Now that our society is moving towards victims of bullying and persecution fighting back in more effective ways, should some managers and supervisors at Chevron start to think about the future and the consequences of such actions at work? Do they realize that there comes a point where they can no longer influence the outcome of bullying and persecution they have reveled in and that they will only have themselves to blame for the blow back, whatever form that takes? Comments from those who have experienced this extensively at Chevron as well as those who are blissfully ignorant of such environments are welcome.
8 replies (most recent on top)
At the rate Chevron is canning the crooked ones, any straight arrows have nothing to worry about.
The company will clean up the unfairness only when it wants to. Obviously it doesn’t give a rat’s tail yet and probably never will.
There are 3 sisters working in GOM’s Houston office. I work in the Covington office where nepotism exists also. Because of nepotism in SCM it is difficult for people outside of SCM to get a job via PDCs. When does the company clean up the unfairness?
@fokd, That’s called nepotism and collusion in many quarters. Where’s Mike Wirth stance on all this? Deliberately MIA it looks like to me.
Yes my bully was at Chevron and his manager knew what he was bringing in because he warned me about it ahead of time. They were expat alcohol buddies.
Understood, 6fxf, thanks for the clarity and update. Just wondering, who was the so-called "true story" really about and how long were you bent over getting bullied?
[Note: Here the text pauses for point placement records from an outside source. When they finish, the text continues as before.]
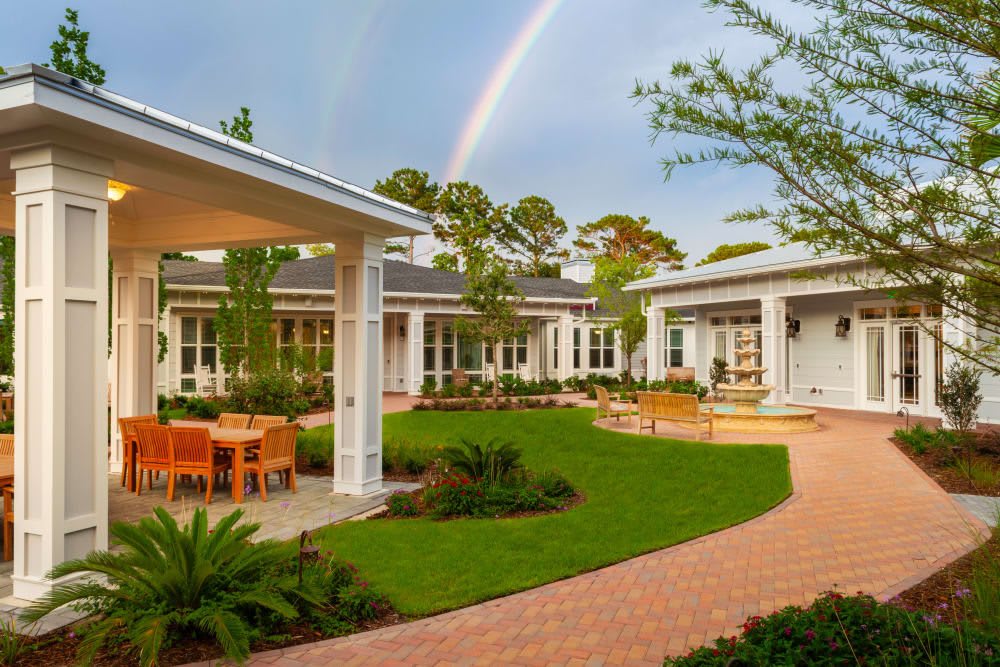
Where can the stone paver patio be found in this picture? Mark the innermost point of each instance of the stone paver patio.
(861, 517)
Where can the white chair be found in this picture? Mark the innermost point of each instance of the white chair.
(205, 381)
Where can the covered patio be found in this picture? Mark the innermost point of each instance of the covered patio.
(93, 174)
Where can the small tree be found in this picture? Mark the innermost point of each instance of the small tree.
(960, 401)
(493, 295)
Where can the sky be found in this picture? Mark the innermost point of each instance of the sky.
(359, 89)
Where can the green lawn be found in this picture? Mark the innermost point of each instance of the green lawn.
(643, 493)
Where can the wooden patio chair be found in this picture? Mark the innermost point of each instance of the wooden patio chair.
(611, 408)
(261, 422)
(126, 425)
(276, 453)
(153, 453)
(192, 453)
(8, 522)
(233, 420)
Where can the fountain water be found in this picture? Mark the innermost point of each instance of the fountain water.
(746, 393)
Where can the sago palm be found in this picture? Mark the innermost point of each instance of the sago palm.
(168, 578)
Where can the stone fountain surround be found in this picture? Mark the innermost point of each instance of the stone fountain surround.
(746, 396)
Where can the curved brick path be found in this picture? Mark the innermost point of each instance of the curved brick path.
(862, 517)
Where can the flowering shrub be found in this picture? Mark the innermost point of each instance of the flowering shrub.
(400, 503)
(837, 629)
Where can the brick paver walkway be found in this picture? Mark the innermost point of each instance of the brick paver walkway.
(862, 517)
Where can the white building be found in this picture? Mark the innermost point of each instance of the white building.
(419, 340)
(882, 357)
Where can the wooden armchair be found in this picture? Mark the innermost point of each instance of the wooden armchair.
(153, 453)
(611, 408)
(233, 420)
(126, 425)
(191, 453)
(276, 453)
(261, 422)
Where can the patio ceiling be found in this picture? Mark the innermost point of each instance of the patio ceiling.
(190, 188)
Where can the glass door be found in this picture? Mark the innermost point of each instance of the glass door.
(906, 367)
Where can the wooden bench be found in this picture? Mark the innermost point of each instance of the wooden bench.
(673, 407)
(611, 409)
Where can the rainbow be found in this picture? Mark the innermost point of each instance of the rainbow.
(491, 95)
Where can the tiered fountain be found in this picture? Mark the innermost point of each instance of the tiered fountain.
(745, 413)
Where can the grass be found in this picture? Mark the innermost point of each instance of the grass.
(643, 493)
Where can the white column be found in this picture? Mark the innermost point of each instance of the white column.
(60, 460)
(773, 342)
(565, 346)
(655, 364)
(357, 369)
(134, 345)
(415, 353)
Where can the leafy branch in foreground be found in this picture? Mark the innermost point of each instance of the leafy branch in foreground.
(882, 154)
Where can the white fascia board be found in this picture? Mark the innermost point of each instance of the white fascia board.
(653, 283)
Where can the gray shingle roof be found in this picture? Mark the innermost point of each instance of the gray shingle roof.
(317, 273)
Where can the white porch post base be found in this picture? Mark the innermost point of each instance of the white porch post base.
(565, 347)
(415, 356)
(773, 342)
(357, 368)
(655, 367)
(134, 344)
(61, 306)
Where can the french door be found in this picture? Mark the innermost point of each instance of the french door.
(903, 368)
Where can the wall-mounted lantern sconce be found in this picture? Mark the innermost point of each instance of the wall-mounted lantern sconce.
(843, 326)
(792, 327)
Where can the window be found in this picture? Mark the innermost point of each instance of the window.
(602, 348)
(674, 349)
(430, 346)
(576, 348)
(198, 348)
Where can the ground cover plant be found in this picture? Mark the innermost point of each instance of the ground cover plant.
(643, 493)
(837, 629)
(170, 585)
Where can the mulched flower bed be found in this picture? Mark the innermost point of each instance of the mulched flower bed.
(938, 465)
(940, 588)
(417, 499)
(60, 646)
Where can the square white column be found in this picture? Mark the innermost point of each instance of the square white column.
(357, 367)
(61, 419)
(565, 347)
(773, 342)
(415, 353)
(655, 363)
(134, 344)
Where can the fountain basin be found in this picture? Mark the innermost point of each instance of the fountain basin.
(767, 419)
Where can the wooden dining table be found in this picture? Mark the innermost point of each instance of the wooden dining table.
(233, 440)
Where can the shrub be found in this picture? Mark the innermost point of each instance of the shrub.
(960, 397)
(171, 582)
(315, 445)
(403, 454)
(490, 464)
(837, 629)
(400, 503)
(269, 391)
(203, 408)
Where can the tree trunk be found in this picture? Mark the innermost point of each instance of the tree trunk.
(496, 374)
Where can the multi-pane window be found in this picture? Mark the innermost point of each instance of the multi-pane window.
(674, 349)
(430, 346)
(198, 348)
(577, 336)
(602, 348)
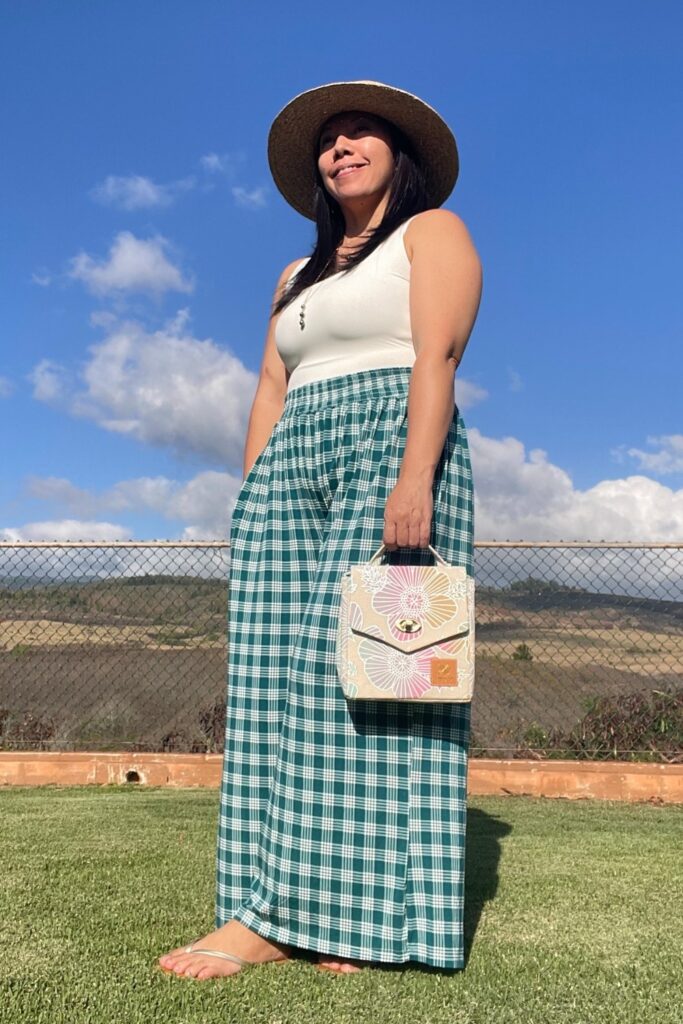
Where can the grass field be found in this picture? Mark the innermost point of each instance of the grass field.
(574, 915)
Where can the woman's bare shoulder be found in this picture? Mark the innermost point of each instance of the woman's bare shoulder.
(435, 226)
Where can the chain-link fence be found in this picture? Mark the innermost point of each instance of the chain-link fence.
(123, 646)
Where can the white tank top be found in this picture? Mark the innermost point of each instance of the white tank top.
(355, 321)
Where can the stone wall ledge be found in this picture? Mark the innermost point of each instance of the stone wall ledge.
(662, 783)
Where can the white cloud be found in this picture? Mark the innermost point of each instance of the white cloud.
(164, 388)
(253, 200)
(668, 460)
(225, 163)
(520, 497)
(66, 529)
(203, 505)
(49, 380)
(136, 192)
(133, 265)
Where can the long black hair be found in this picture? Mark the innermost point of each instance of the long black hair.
(408, 196)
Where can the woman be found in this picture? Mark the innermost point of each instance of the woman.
(342, 823)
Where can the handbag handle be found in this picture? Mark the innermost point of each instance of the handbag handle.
(433, 551)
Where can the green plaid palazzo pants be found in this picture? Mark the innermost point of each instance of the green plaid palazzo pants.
(341, 823)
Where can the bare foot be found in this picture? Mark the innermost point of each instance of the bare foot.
(340, 965)
(230, 938)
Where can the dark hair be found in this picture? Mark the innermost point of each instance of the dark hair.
(408, 196)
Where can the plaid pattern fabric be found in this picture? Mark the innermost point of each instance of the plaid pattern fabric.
(341, 825)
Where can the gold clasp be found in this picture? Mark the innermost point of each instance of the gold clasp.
(408, 625)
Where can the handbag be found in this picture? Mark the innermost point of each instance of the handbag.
(407, 632)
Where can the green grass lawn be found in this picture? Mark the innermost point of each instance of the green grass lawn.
(574, 913)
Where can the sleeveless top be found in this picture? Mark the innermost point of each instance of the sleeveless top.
(355, 320)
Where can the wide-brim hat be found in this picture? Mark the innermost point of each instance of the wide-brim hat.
(294, 132)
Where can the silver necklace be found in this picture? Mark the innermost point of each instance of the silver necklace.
(302, 307)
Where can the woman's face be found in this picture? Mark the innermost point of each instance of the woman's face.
(361, 143)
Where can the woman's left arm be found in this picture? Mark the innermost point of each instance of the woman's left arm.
(445, 289)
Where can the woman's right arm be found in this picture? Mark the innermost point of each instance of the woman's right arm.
(269, 398)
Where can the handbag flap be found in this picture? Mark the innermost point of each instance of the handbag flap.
(408, 607)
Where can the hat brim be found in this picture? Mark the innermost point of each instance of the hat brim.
(294, 132)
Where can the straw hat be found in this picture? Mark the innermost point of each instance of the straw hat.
(293, 136)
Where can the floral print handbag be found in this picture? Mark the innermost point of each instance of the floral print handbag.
(407, 632)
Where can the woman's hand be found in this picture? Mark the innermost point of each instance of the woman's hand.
(408, 515)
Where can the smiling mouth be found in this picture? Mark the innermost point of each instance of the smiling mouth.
(348, 170)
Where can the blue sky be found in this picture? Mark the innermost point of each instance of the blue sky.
(142, 237)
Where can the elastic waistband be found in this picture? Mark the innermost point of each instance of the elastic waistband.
(361, 386)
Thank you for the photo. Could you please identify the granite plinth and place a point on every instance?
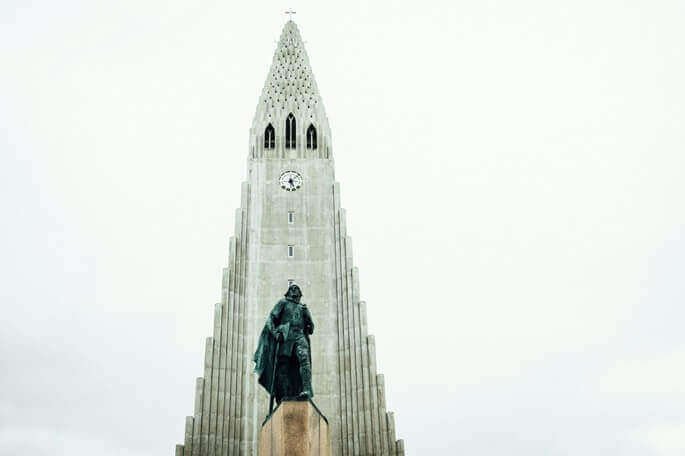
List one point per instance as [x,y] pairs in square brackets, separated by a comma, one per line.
[295,428]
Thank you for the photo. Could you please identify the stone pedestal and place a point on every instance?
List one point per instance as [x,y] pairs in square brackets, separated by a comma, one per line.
[296,428]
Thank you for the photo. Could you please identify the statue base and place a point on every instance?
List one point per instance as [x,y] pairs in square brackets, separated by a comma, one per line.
[295,428]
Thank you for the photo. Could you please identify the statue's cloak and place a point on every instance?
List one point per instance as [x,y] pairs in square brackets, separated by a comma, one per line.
[264,358]
[266,351]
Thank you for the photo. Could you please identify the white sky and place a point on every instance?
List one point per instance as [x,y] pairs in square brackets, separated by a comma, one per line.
[512,172]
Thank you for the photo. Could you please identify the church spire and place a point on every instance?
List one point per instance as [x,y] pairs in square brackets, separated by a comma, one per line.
[290,120]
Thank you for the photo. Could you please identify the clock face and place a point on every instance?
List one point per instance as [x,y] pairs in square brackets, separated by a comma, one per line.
[290,181]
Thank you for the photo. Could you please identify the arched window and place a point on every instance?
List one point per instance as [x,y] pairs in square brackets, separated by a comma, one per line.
[290,132]
[269,137]
[311,137]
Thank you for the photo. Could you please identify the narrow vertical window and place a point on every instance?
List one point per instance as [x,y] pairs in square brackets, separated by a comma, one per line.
[269,137]
[311,137]
[290,132]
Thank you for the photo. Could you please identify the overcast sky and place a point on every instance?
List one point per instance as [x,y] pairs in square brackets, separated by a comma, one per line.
[513,174]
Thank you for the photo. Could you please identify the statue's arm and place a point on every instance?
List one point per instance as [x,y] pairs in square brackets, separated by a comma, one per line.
[274,318]
[308,322]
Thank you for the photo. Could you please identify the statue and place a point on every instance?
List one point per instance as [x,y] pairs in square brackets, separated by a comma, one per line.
[283,357]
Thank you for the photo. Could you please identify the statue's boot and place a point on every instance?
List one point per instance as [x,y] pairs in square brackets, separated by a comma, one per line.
[306,375]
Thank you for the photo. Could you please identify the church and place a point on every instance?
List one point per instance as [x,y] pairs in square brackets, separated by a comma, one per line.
[289,229]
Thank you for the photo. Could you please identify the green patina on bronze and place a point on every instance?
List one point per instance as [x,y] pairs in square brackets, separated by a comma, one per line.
[287,327]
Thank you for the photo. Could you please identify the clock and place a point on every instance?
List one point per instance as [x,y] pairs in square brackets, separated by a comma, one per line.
[290,181]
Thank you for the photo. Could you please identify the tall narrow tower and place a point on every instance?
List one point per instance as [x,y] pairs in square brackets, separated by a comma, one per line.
[290,227]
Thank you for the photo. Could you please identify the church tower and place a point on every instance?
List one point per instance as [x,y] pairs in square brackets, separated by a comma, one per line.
[290,228]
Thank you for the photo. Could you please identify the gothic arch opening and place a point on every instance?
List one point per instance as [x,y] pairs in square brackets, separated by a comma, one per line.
[290,132]
[311,137]
[269,137]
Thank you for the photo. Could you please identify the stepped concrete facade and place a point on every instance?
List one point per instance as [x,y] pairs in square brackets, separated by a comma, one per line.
[290,228]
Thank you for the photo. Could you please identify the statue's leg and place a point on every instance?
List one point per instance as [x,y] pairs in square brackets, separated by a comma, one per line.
[302,352]
[282,378]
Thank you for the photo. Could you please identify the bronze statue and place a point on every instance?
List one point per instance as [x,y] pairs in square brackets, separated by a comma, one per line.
[283,356]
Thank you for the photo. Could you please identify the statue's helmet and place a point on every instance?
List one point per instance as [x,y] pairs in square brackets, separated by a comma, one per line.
[294,292]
I once got my supervisor’s firm attention when I bumped into him and his family at the Houston Rodeo. I reminded him that we were offsite and not on company time. I told him “man to man” to stop the bullying at work. I warned him if I received one more remark or act that wasn’t that of standard company practice, not only would I run it up the flagpole at work, but the next time we met outside the workplace I would show him the real man he is not. That worked. He was a different person starting the following Monday. Time, patience and the right approach is the way to hammer it home.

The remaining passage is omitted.